CSOは、複数のCISOやセキュリティコンサルタントに話を聞き、AI導入の実務面での教訓や、期待できる成果についての率直な現実を明らかにした。

テレメトリのターボブースト

セキュリティAIと自動化は、特に滞留時間の最小化やトリアージ・封じ込めプロセスの加速において大きな価値を示し始めていると、テレメトリおよびオブザーバビリティパイプラインソフトウェアベンダーCriblのCISO、Myke Lyons氏は語る。

ただし、その成功は基盤となるテレメトリの優先順位付けと正確性に大きく依存するとLyons氏は警告する。
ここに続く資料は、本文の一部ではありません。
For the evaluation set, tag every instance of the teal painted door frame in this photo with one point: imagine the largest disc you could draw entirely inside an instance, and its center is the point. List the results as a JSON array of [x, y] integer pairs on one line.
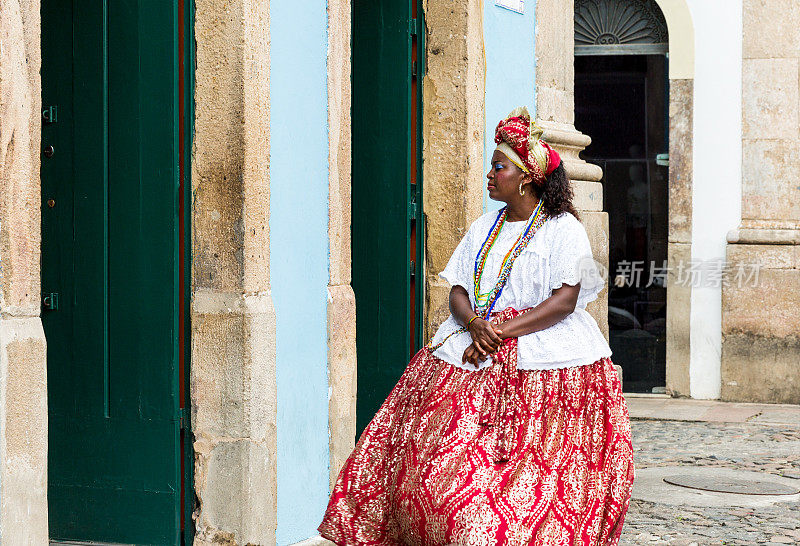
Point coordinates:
[[110, 269], [386, 205]]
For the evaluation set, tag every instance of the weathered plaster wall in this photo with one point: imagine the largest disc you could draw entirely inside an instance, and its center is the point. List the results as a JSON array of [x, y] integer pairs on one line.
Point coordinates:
[[508, 84], [23, 368], [233, 393], [341, 299], [299, 222], [716, 191], [453, 128], [760, 343]]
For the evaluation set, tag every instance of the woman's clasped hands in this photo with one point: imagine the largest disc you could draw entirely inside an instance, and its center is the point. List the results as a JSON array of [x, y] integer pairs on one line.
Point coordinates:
[[485, 341]]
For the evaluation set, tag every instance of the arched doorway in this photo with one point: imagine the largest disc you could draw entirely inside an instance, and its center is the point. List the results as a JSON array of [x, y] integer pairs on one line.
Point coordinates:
[[622, 102]]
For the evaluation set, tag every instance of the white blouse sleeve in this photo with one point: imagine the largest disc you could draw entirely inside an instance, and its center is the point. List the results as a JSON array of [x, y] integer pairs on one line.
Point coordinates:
[[459, 269], [571, 261]]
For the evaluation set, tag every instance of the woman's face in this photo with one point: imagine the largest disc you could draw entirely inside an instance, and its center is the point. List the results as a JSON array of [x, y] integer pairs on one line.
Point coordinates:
[[504, 178]]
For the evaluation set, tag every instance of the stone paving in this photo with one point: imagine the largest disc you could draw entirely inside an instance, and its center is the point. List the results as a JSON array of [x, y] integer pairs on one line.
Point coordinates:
[[770, 448]]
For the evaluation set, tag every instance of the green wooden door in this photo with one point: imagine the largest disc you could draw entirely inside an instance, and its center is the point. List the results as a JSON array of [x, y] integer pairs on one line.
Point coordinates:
[[386, 190], [110, 253]]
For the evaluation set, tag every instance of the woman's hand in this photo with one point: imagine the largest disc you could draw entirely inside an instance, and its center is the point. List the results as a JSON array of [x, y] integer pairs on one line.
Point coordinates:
[[472, 356], [485, 336]]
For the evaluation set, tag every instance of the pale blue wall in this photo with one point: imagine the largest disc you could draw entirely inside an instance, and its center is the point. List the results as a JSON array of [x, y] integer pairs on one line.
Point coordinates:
[[299, 260], [509, 39]]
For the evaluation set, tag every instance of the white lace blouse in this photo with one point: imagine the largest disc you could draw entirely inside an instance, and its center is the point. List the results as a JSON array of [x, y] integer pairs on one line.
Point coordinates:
[[559, 253]]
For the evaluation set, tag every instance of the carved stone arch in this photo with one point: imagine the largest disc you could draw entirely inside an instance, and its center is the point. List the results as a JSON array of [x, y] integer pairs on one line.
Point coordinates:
[[614, 27]]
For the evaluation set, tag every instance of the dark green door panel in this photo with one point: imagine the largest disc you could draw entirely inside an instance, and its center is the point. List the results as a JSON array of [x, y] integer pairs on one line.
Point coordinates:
[[381, 195], [110, 250]]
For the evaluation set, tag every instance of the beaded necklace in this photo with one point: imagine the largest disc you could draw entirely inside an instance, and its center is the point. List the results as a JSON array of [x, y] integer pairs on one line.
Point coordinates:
[[483, 310]]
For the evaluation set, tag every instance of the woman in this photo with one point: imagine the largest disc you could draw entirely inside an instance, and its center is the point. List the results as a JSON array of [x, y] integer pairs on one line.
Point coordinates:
[[510, 427]]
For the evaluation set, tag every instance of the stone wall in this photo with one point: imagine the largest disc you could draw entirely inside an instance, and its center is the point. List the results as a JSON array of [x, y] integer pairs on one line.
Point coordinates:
[[679, 243], [23, 367], [233, 391], [760, 343], [555, 113], [452, 132], [342, 371]]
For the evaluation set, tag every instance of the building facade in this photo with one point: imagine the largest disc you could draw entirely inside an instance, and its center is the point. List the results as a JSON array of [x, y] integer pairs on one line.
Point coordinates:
[[221, 229]]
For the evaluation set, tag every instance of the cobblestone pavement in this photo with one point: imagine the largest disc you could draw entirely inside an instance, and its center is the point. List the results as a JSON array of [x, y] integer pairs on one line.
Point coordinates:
[[741, 446]]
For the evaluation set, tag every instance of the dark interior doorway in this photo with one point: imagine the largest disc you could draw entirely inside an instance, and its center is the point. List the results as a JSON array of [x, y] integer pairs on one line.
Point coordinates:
[[387, 229], [621, 101]]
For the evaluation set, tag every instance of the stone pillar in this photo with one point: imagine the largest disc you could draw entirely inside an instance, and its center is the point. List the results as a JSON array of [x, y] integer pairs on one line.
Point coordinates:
[[233, 391], [555, 113], [760, 322], [679, 243], [452, 128], [23, 351], [342, 371]]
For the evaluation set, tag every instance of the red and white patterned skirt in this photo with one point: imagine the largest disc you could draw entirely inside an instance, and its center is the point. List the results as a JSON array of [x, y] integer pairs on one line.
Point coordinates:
[[489, 457]]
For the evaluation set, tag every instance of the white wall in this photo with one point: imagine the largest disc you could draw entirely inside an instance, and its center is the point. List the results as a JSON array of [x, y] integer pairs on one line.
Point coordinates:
[[717, 185]]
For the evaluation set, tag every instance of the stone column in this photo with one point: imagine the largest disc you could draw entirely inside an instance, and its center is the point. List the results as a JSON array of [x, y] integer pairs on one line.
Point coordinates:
[[555, 113], [233, 391], [342, 371], [760, 321], [23, 366], [453, 95]]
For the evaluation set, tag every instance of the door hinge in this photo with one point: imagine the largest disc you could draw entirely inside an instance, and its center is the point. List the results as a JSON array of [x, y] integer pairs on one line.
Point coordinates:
[[182, 420], [50, 114], [413, 27], [412, 204], [50, 301]]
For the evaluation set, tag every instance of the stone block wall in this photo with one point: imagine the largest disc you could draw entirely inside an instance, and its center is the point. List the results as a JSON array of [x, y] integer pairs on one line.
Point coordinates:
[[760, 347], [23, 350]]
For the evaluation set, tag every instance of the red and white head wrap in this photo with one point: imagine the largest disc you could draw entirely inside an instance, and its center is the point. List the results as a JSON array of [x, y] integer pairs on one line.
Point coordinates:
[[521, 141]]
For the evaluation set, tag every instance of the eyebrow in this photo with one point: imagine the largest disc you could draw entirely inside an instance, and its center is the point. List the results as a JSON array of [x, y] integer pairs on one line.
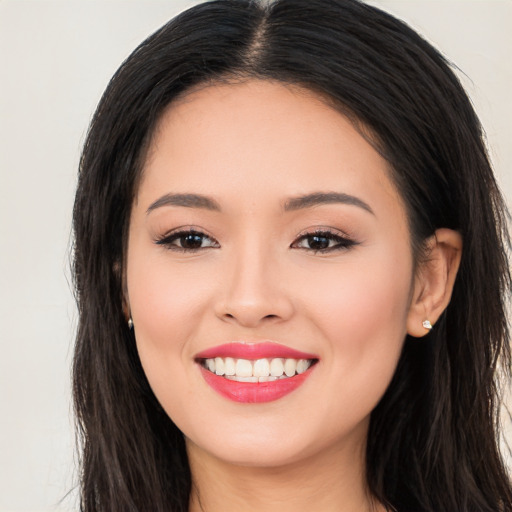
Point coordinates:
[[320, 198], [293, 204], [185, 200]]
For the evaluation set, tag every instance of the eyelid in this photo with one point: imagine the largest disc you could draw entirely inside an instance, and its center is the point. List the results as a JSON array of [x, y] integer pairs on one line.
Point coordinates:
[[174, 234], [345, 241]]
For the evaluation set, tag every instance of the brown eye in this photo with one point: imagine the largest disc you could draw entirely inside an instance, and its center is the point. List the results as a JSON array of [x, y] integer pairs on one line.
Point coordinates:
[[324, 241], [191, 241], [187, 241]]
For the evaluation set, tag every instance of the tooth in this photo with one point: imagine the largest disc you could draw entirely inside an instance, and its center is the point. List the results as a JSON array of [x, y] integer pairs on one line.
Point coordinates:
[[276, 367], [261, 368], [289, 367], [219, 366], [246, 379], [302, 365], [243, 368], [229, 366]]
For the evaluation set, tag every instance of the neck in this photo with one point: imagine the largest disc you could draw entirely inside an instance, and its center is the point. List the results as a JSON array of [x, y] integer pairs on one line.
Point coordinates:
[[333, 481]]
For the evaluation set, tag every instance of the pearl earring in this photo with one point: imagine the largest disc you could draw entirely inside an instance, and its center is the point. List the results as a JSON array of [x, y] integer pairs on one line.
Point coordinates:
[[427, 325]]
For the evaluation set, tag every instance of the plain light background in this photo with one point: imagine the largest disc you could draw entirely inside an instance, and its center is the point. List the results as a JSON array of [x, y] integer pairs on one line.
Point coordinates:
[[56, 58]]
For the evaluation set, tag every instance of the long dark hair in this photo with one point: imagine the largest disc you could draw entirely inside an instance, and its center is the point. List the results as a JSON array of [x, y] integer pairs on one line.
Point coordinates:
[[433, 438]]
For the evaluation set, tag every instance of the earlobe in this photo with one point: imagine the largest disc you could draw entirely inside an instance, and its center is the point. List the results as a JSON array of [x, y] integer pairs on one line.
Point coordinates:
[[434, 281]]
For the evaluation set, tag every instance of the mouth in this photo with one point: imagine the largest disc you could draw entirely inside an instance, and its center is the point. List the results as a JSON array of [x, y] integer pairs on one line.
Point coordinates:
[[259, 370], [254, 373]]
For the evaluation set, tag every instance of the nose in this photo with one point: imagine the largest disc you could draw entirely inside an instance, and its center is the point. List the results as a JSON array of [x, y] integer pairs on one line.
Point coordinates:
[[254, 290]]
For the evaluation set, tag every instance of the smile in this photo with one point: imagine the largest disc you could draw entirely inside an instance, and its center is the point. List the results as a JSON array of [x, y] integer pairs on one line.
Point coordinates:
[[260, 370], [255, 372]]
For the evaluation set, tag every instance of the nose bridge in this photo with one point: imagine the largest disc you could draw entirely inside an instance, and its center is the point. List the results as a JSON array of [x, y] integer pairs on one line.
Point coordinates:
[[253, 292]]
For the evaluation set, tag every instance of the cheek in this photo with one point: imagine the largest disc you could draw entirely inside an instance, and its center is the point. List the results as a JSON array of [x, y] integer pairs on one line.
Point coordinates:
[[363, 318], [167, 305]]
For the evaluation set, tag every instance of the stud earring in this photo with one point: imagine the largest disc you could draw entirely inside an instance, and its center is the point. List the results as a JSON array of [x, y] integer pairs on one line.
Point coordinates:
[[427, 325]]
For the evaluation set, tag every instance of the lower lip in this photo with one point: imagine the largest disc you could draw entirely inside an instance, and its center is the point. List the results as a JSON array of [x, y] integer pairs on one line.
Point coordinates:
[[254, 392]]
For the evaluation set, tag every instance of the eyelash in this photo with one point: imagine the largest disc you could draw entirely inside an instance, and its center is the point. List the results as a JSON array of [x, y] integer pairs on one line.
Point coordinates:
[[342, 242]]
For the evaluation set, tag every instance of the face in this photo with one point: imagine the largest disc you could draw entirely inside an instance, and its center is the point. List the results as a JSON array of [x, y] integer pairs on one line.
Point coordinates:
[[267, 241]]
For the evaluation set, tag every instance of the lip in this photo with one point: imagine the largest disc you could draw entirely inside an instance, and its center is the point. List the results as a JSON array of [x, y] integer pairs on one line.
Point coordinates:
[[253, 351], [254, 392]]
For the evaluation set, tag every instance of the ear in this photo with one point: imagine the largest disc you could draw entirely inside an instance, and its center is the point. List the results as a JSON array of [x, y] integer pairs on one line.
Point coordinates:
[[125, 303], [434, 280]]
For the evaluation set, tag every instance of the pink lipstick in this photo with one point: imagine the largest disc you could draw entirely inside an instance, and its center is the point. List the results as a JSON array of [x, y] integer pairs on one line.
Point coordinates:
[[255, 372]]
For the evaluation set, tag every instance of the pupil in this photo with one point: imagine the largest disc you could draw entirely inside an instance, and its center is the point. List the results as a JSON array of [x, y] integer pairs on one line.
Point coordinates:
[[319, 242], [192, 241]]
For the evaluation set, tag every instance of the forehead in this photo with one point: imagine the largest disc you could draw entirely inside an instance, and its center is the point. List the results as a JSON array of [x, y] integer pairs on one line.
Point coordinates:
[[260, 139]]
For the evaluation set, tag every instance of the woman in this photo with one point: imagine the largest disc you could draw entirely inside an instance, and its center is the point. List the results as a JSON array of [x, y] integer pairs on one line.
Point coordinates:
[[291, 272]]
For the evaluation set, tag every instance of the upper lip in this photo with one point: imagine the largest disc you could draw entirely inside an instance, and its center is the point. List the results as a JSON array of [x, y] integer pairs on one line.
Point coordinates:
[[259, 350]]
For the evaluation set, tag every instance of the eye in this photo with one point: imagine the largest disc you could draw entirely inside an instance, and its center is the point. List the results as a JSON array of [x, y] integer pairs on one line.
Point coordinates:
[[323, 241], [187, 241]]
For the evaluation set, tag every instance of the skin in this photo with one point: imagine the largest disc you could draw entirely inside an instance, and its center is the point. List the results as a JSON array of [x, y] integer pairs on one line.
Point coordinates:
[[251, 147]]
「私のチームでは、データ管理に構造化されたアプローチを採用しています。優先度が高く、時間的に敏感なテレメトリ(例:ID、認証、主要アプリケーションのログ)は、高保証システムに送られ、リアルタイム検知に用いられます」とLyons氏は説明する。「一方で、重要度の低いデータはコスト最適化のためデータレイクに保存され、フォレンジック価値は維持されます。」

Lyons氏は続ける。「この戦略は、アナリストのシグナル対ノイズ比を改善するだけでなく、対応時間を短縮し、インシデントの影響を軽減することで、最終的に具体的なコスト削減につながります。」

エージェンティックAIの優位性

金融サービス業界は最先端のセキュリティ技術の初期導入者であることが多い。

BOK Financialのサイバーセキュリティリスク&コンプライアンス担当SVP兼ディレクター、Erin Rogers氏は、AIベースのアップグレードによって脅威検知・対応システムが自律的に脅威を分析し、リアルタイムで意思決定・対応を適応できるようになり、早期検知と緩和が大幅に向上しているとCSOに語った。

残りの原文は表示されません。